Experimenting a New Programming Practice with LLMs
- URL: http://arxiv.org/abs/2401.01062v1
- Date: Tue, 2 Jan 2024 06:50:20 GMT
- Title: Experimenting a New Programming Practice with LLMs
- Authors: Simiao Zhang, Jiaping Wang, Guoliang Dong, Jun Sun, Yueling Zhang,
Geguang Pu
- Abstract summary: We develop a prototype named AISD (AI-aided Software Development)
It is capable of taking high-level (potentially vague) user requirements as inputs.
It generates detailed use cases, prototype system designs, and subsequently system implementation.

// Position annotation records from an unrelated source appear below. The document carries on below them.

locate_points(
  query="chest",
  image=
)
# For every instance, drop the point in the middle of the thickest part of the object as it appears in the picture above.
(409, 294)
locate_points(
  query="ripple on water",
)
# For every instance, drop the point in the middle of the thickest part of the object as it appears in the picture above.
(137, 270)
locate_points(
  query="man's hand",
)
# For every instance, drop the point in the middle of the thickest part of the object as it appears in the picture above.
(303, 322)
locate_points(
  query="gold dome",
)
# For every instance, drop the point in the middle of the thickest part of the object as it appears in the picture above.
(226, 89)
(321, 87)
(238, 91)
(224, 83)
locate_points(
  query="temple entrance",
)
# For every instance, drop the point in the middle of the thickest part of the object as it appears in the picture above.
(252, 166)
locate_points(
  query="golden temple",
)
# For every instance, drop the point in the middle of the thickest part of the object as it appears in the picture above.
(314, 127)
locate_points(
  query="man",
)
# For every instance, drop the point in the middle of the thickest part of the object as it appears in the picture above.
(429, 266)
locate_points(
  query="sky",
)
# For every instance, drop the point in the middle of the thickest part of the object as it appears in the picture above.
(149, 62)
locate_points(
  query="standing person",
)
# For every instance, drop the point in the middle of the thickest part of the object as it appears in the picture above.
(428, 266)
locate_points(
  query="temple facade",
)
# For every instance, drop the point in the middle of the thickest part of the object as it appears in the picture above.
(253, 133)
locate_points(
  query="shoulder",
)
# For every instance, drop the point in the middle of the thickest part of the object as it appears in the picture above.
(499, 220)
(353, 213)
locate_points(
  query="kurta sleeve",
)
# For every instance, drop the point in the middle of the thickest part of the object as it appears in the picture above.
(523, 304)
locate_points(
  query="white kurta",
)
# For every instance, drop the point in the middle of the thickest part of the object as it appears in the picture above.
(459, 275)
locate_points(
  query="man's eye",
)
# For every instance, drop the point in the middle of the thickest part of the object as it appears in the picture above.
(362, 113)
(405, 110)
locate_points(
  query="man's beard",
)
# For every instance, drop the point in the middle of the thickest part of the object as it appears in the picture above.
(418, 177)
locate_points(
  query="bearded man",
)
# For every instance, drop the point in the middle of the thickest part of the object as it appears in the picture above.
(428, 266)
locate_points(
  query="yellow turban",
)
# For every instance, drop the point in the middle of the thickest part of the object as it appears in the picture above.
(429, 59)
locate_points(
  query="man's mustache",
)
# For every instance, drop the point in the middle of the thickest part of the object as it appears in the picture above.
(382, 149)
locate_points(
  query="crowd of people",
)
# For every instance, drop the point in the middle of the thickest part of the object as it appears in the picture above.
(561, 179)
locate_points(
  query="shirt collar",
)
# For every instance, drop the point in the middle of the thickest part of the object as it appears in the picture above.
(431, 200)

- Score: 6.8035637735756715
- License: http://arxiv.org/licenses/nonexclusive-distrib/1.0/
- Abstract: The recent development on large language models makes automatically
constructing small programs possible. It thus has the potential to free
software engineers from low-level coding and allow us to focus on the perhaps
more interesting parts of software development, such as requirement engineering
and system testing. In this project, we develop a prototype named AISD
(AI-aided Software Development), which is capable of taking high-level
(potentially vague) user requirements as inputs, generates detailed use cases,
prototype system designs, and subsequently system implementation. Different
from existing attempts, AISD is designed to keep the user in the loop, i.e., by
repeatedly taking user feedback on use cases, high-level system designs, and
prototype implementations through system testing. AISD has been evaluated with
a novel benchmark of non-trivial software projects. The experimental results
suggest that it might be possible to imagine a future where software
engineering is reduced to requirement engineering and system testing only.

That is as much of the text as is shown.